Żadnych znaków zapytanie nie ma z pewnością przy wyborze najlepszego młodego zawodnika imprezy. Został nim Lamine Yamal, bo gdyby został kto inny, chyba UEFA trzeba by podać do… sądu. Ten smarkacz dzień przed finałem skończył dopiero 17 lat, a grał jak stary wyga. Wchodzenie w dryblingi, ciąg na bramkę, przegląd pola, kluczowe podania, wykańczanie akcji – wszystko na naprawdę wspaniałym poziomie. Aż strach pomyśleć co będzie wyprawiał na boisku, gdy jeszcze nabierze doświadczenia, choć już go ma, jak na swój wiek, mnóstwo. Nie pamiętam, by jakiś szesnastolatek (tyle miał oficjalnie skończonych lat prawie do samego końca mistrzostw) odgrywał tak znaczącą rolę na jakiejkolwiek wielkiej imprezie (mistrzostwa Europy i świata), które widziałem, a sporo już widziałem.
Pod względem kibicowskim EURO 2024 z pewnością wypadło dobrze. Wszędzie pełne stadiony, wszędzie luźna atmosfera wiecznej fiesty. Przyjezdni byli wdzięczni gospodarzom, że mogli pić piwo gdzie tylko mieli ochotę bez żadnych konsekwencji prawnych. Bo są przecież kraje, gdzie konsumpcja alkoholu w miejscach publicznych obwarowana jest bardziej restrykcyjnymi przepisami. Dlatego kibiców z niemieckich mistrzostw zawsze będę pamiętał z butelką piwa w ręce.

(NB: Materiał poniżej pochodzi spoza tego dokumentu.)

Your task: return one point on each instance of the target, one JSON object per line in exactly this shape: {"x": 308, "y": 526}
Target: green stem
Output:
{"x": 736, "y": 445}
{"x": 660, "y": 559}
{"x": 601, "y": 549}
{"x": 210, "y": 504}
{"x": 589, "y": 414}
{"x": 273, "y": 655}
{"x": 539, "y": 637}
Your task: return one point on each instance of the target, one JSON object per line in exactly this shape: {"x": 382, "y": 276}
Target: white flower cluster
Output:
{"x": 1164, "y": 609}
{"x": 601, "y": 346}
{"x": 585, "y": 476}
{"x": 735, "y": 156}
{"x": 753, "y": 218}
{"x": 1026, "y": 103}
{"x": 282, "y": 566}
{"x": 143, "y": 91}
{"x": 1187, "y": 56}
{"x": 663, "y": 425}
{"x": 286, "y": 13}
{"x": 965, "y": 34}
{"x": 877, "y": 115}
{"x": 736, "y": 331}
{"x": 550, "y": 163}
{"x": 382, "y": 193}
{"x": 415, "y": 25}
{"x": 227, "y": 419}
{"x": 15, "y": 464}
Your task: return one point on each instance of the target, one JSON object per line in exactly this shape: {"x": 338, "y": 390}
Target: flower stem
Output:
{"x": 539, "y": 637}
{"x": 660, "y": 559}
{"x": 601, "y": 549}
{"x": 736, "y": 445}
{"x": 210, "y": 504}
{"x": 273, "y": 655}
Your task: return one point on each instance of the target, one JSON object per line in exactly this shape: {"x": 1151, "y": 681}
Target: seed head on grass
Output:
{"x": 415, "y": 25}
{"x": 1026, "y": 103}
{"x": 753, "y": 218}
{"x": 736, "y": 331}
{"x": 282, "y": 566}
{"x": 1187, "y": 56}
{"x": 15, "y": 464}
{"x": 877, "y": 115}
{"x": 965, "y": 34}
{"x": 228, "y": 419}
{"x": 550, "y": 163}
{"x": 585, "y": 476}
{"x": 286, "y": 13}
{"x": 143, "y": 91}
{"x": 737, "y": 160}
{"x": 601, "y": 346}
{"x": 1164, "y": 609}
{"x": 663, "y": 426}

A szczególnie Szkotów, chyba najsympatyczniejsza i jedna z najliczniejszych grup (fantazji nie brakowało też Holendrom), z całymi skrzynkami piwa, które zabierali nawet ruszając w podróż metrem.
Ważne, że nie dochodziło do większych rozrób. Drobne incydenty na tak wielkiej imprezie przy tłumach z promilami we krwi zdarzają się zawsze. Sam widziałem pewną bójkę, czy może raczej przepychankę po meczu Anglia – Szwajcaria w Düsseldorfie. Na szczęście zdarzało się to incydentalnie, co świadczy z pewnością o sukcesie imprezy pod tym względem.
Na pewno sukcesem nie była organizacja w jak najszerszym rozumieniu tego słowa. O fatalnym funkcjonowaniu kolei dokładnie pisałem, więc tematu nie mam zamiaru ponownie podejmować, by znów niepotrzebnie się nie denerwować. Uważam, że moje rozwinięcie skrótu nazwy niemieckich kolei DB, jako „DNO BEZNADZIEI”, idealnie odzwierciedla reprezentowany przez nie poziom usług. Opisałem też absurdalne działania policji i służb miejskich, totalnie świadczące o braku wyobraźni. Słynny niemiecki „Ordnung”, czyli porządek, już dawno zapadł w długi sen.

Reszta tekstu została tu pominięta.